Annie begins to take on a more conventional life after Laurel’s accident: She settles down, marries a lawyer activist, and has a daughter. She becomes less and less the woman Laurel loved. But Laurel, after two years severely disabled, roars back into Annie’s life, like Freud’s return of the repressed, and demands that they resume their relationship where it left off. Apparently, Laurel’s mind has frozen itself in the delirium of that one week he shared with Annie. Annie does her best to dissuade him, but he will not give up, and as he deteriorates with each rebuff, his desire for her turns to a menacing resentment.

Laurel sees himself as entitled to Annie’s devotion because of his injuries, he writes: “I hope you know how I lost part of my brain working for your people in the South.” He says of her marrying a Jew: “I guess you have a taste for the exotic though I am not exotic. I am a cripple now with part of my brain in somebody’s wastepaper basket.” Laurel goes to see her and her blackness as his salvation: “I dream of your body so warm and brown, whereas mine is white and cold to me now. . . . I want you here. We can be happy and black and beautiful and crippled and missing part of my brain together.” Laurel wants to own Annie’s body because he has lost part of his brain; he has a taste for the exotic and does not see that to Annie he was exotic; and he wants her to join him in his obsession—crippled and missing a part of his brain forever.

Annie wonders whether Laurel’s entrapment in his lustful delirium and defiance reflects a way in which she is not as changed by time as she would like to think. She has viewed herself as the first rebel, as if rebellion in itself were her freedom. But Laurel becomes the second rebel, the white man who was fighting still to own a person, to be redeemed by his brain-distorting lust and sense of entitlement to save himself through a black woman. Over a century after the Civil War, what does a black radical owe a white liberal who is damaged by his joining the fight for her freedom? Apparently, Laurel thinks she owes him the very self she has fought to free.

But Annie’s freedom haunts her—she feels that her will to complete freedom keeps her alienated from everyone, even those with whom she sought to make common cause, such as her now-former husband. Years after their divorce and Laurel’s destruction, Annie seeks for her husband to assuage her fears and her guilt about Laurel by telling her she was right not to go to Laurel, if only for a while, to give him some happiness. She says that she would have gone to Laurel and temporarily left her husband and child not only “because of the pity—[but] for the adventure.”

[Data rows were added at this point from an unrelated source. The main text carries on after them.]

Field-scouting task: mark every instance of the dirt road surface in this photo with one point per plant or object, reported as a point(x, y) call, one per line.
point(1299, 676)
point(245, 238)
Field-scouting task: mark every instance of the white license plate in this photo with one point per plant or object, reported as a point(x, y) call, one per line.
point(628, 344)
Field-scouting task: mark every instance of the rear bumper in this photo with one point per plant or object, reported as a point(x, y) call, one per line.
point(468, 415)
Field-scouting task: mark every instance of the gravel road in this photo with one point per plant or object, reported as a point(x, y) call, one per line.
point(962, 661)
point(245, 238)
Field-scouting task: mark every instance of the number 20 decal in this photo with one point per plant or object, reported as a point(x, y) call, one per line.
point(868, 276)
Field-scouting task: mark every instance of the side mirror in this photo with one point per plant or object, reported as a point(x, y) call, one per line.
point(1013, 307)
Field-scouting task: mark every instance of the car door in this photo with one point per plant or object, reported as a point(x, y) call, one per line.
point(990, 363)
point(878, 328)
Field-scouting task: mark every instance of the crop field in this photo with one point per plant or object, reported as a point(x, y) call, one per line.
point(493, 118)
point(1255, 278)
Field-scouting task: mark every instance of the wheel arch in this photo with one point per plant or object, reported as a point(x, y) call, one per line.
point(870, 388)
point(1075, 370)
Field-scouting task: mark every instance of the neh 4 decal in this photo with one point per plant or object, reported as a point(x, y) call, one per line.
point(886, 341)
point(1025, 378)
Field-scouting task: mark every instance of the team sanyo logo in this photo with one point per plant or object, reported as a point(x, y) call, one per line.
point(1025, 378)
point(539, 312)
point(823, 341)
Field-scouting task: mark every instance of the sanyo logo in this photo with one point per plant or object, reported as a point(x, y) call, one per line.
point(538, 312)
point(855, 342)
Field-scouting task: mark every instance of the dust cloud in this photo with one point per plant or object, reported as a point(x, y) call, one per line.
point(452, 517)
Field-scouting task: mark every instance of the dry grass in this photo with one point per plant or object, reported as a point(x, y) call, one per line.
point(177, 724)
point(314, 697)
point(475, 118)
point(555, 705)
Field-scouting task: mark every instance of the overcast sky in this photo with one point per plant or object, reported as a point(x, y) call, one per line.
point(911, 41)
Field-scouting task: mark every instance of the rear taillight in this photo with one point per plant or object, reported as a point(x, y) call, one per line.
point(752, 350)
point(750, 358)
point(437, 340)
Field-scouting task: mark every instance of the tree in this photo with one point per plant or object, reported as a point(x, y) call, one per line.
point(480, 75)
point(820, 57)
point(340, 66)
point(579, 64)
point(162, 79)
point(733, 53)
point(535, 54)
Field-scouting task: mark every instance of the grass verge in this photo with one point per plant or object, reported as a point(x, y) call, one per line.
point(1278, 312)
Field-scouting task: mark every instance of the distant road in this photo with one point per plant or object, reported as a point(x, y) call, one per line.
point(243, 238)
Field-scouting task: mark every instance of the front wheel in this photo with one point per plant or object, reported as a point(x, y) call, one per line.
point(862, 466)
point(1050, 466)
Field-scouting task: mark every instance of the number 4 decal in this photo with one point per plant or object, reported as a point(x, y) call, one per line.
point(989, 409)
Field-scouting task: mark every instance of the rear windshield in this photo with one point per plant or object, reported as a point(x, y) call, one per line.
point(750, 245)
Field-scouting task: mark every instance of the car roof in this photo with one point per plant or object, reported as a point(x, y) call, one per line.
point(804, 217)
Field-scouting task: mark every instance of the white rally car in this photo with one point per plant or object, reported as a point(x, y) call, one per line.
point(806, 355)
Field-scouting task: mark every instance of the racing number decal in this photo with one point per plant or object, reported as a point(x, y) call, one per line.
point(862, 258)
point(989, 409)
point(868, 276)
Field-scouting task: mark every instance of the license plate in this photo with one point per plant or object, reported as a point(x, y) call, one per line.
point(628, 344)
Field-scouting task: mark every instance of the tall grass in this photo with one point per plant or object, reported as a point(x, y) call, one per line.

Her former husband, the voice of rationality, compassion, and commitment, does not tell her that her abandonment of Laurel was right, at least not in a way that Annie can hear, because her doubts and regrets go deeper than what was the right decision: She wonders whether she should have followed her sense of adventure—a great part of her radicalism—even to a destructive turn. She feels that she has lost something of being the first rebel, and in her former husband’s response that her staying with her family and adult life was the reasonable thing to do, she feels a kind of nihilism—what can she do when the passion that drives her ceases to be the right impulse?